Por Jon Lee Anderson
En Granada hay una calle estrecha que rebasa las arboladas rampas de la Alhambra y sube por una colina hasta el cementerio de la cumbre. La tierra de los alrededores es de un rojo subido y los olivos que motean las suaves terrazas son verdigrises y muy viejos. La tapia del cementerio, de ladrillo enyesado, es alta, larga y del mismo color que la tierra, y está coronada por tejas. Hay en todo una agradable simetría.
En la esquina de abajo por la izquierda de la tapia, en un tramo de unos seis metros de anchura, hay unos boquetes del tamaño de un huevo, impactos de proyectiles que dan fe de los fusilamientos que se perpetraron allí en el verano de 1936. Murieron más de mil personas, conducidas al cementerio por la noche en camiones descubiertos. Los turistas norteamericanos que se alojaban en las pensiones camino abajo hablaron después del horror de ser despertados antes del alba por los chirriantes cambios de marcha de los camiones que subían con su lúgubre cargamento, y minutos después por los inconfundibles estampidos de las descargas. Uno de los fusilados del cementerio fue el socialista Manuel Fernández-Montesinos, que acababa de ser elegido alcalde de Granada. Fue fusilado el 16 de agosto con otras doscientas treinta personas. Aquel mismo día detuvieron en la ciudad a su cuñado, el poeta Federico García Lorca, ya internacionalmente conocido. Dos días después fue asesinado en una ladera solitaria, en un barranco en las afueras de Alfacar, un pueblo situado a unos kilómetros de Granada.
Estuvieron entre las primeras víctimas de una purga salvaje que empezó con la toma de Granada, el 20 de julio, por un grupo de conspiradores militares y falangistas que se habían unido a la rebelión militar iniciada dos días antes contra el gobierno frentepopulista de la República. El jefe de la sublevación era un general de cuarenta y cuatro años llamado Francisco Franco. Franco no tardó en convertir el movimiento fascista español, Falange Española, en su vehículo político, y buscó y recibió ayuda militar de Hitler y Mussolini. En los tres años que duró la guerra civil murió más de medio millón de españoles. Vencida la República en abril de 1939, Franco se proclamó Caudillo de España e instituyó una dictadura que duró treinta y seis años, hasta que murió, en 1975.
Una tarde de invierno que fui al viejo paredón del cementerio de Granada, el lugar estaba desierto y solo vi un ramo de rosas que se marchitaban al pie de la tapia, debajo de una constelación de impactos de bala.
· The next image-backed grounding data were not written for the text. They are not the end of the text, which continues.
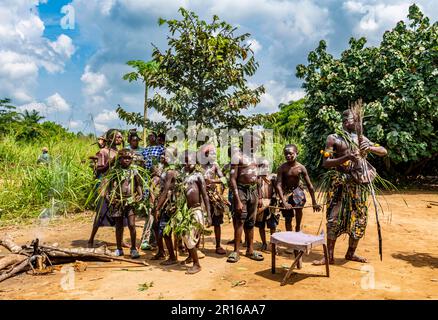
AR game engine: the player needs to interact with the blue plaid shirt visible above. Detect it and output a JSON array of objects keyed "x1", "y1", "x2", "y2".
[{"x1": 142, "y1": 145, "x2": 165, "y2": 170}]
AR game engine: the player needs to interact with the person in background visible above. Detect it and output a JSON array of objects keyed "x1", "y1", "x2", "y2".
[{"x1": 37, "y1": 147, "x2": 51, "y2": 164}]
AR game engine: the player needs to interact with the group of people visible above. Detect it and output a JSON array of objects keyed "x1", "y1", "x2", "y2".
[{"x1": 85, "y1": 108, "x2": 387, "y2": 275}]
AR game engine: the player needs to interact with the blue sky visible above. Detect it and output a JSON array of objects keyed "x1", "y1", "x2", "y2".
[{"x1": 0, "y1": 0, "x2": 436, "y2": 134}]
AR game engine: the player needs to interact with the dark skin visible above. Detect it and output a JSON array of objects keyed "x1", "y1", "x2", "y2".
[
  {"x1": 107, "y1": 155, "x2": 143, "y2": 252},
  {"x1": 202, "y1": 148, "x2": 226, "y2": 254},
  {"x1": 182, "y1": 154, "x2": 212, "y2": 274},
  {"x1": 152, "y1": 150, "x2": 178, "y2": 265},
  {"x1": 147, "y1": 133, "x2": 157, "y2": 147},
  {"x1": 230, "y1": 138, "x2": 262, "y2": 258},
  {"x1": 257, "y1": 172, "x2": 276, "y2": 250},
  {"x1": 276, "y1": 146, "x2": 321, "y2": 232},
  {"x1": 88, "y1": 131, "x2": 123, "y2": 247},
  {"x1": 313, "y1": 113, "x2": 387, "y2": 265}
]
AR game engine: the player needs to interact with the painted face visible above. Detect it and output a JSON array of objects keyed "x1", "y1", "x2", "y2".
[
  {"x1": 342, "y1": 113, "x2": 356, "y2": 132},
  {"x1": 205, "y1": 149, "x2": 216, "y2": 162},
  {"x1": 284, "y1": 147, "x2": 297, "y2": 162}
]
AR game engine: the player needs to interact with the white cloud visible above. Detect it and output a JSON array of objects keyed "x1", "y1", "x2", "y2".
[
  {"x1": 49, "y1": 34, "x2": 76, "y2": 58},
  {"x1": 0, "y1": 1, "x2": 75, "y2": 103},
  {"x1": 95, "y1": 123, "x2": 109, "y2": 134},
  {"x1": 343, "y1": 1, "x2": 411, "y2": 44},
  {"x1": 46, "y1": 93, "x2": 71, "y2": 112},
  {"x1": 94, "y1": 109, "x2": 118, "y2": 123},
  {"x1": 18, "y1": 92, "x2": 71, "y2": 116},
  {"x1": 247, "y1": 80, "x2": 305, "y2": 115}
]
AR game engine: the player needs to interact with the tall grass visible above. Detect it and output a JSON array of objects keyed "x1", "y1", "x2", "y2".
[{"x1": 0, "y1": 135, "x2": 97, "y2": 224}]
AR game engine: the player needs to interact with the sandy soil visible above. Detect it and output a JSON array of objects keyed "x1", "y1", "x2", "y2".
[{"x1": 0, "y1": 191, "x2": 437, "y2": 300}]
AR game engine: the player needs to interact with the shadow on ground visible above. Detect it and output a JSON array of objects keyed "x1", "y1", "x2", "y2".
[{"x1": 392, "y1": 252, "x2": 438, "y2": 268}]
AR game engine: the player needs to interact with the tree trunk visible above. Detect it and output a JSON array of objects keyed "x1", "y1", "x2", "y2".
[
  {"x1": 143, "y1": 82, "x2": 148, "y2": 147},
  {"x1": 0, "y1": 254, "x2": 27, "y2": 271},
  {"x1": 0, "y1": 259, "x2": 29, "y2": 283},
  {"x1": 0, "y1": 237, "x2": 25, "y2": 254}
]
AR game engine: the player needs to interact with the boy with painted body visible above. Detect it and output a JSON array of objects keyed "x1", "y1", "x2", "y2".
[
  {"x1": 106, "y1": 149, "x2": 142, "y2": 258},
  {"x1": 181, "y1": 151, "x2": 212, "y2": 274}
]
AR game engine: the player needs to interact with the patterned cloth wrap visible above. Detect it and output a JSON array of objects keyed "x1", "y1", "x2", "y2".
[
  {"x1": 182, "y1": 206, "x2": 206, "y2": 250},
  {"x1": 326, "y1": 170, "x2": 370, "y2": 240}
]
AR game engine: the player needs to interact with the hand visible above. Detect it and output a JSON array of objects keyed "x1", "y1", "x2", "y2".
[
  {"x1": 360, "y1": 140, "x2": 371, "y2": 153},
  {"x1": 283, "y1": 202, "x2": 293, "y2": 210},
  {"x1": 313, "y1": 203, "x2": 322, "y2": 212},
  {"x1": 206, "y1": 215, "x2": 212, "y2": 228},
  {"x1": 235, "y1": 200, "x2": 243, "y2": 214}
]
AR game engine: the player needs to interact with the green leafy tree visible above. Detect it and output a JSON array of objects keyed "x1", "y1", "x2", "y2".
[
  {"x1": 296, "y1": 4, "x2": 437, "y2": 177},
  {"x1": 118, "y1": 60, "x2": 161, "y2": 145},
  {"x1": 0, "y1": 98, "x2": 20, "y2": 135},
  {"x1": 149, "y1": 8, "x2": 265, "y2": 130},
  {"x1": 264, "y1": 98, "x2": 306, "y2": 138}
]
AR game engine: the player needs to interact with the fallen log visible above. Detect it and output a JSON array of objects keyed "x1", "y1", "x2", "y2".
[
  {"x1": 0, "y1": 254, "x2": 27, "y2": 271},
  {"x1": 0, "y1": 237, "x2": 26, "y2": 254},
  {"x1": 0, "y1": 259, "x2": 29, "y2": 283},
  {"x1": 38, "y1": 245, "x2": 149, "y2": 266}
]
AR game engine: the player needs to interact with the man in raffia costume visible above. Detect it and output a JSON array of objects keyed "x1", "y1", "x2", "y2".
[{"x1": 313, "y1": 109, "x2": 387, "y2": 265}]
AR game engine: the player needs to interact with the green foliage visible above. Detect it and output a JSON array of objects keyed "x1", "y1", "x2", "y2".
[
  {"x1": 264, "y1": 98, "x2": 306, "y2": 138},
  {"x1": 296, "y1": 4, "x2": 438, "y2": 177},
  {"x1": 0, "y1": 135, "x2": 96, "y2": 224},
  {"x1": 149, "y1": 8, "x2": 266, "y2": 129}
]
Los impactos estaban aproximadamente a la altura de la ingle de un hombre erguido. Así se lo dije a mi acompañante, Juan Antonio Díaz, profesor de filología inglesa y alemana en la Universidad de Granada. Observó la tapia y respondió con naturalidad: «No si estás de rodillas. Te alcanzarían a la altura de la cabeza. -Un momento después lanzó una maldición-. Han quitado la placa. Sabía que la quitarían.» Señaló un espacio descolorido en la tapia. Me contó que el verano anterior, él y otros miembros de la Asociación Granadina para la Recuperación de la Memoria Histórica habían celebrado una ceremonia para honrar a las víctimas de aquellos pelotones de fusilamiento y habían dejado una placa que decía: «A las víctimas del franquismo que fueron fusiladas en esta tapia por defender la legalidad democrática de la República». Sin la placa, no había nada que sugiriese que allí había tenido lugar un suceso trágico.
A unos metros habían garabateado un grafito con aerosol: «Melo estuvo aquí y ha vuelto».
Más allá del cementerio se veían los picos de Sierra Nevada. Estaban cubiertos de nieve reciente, teñida de rosa por la moribunda luz del día.
*Incluida en El dictador, los demonios y otras crónicas.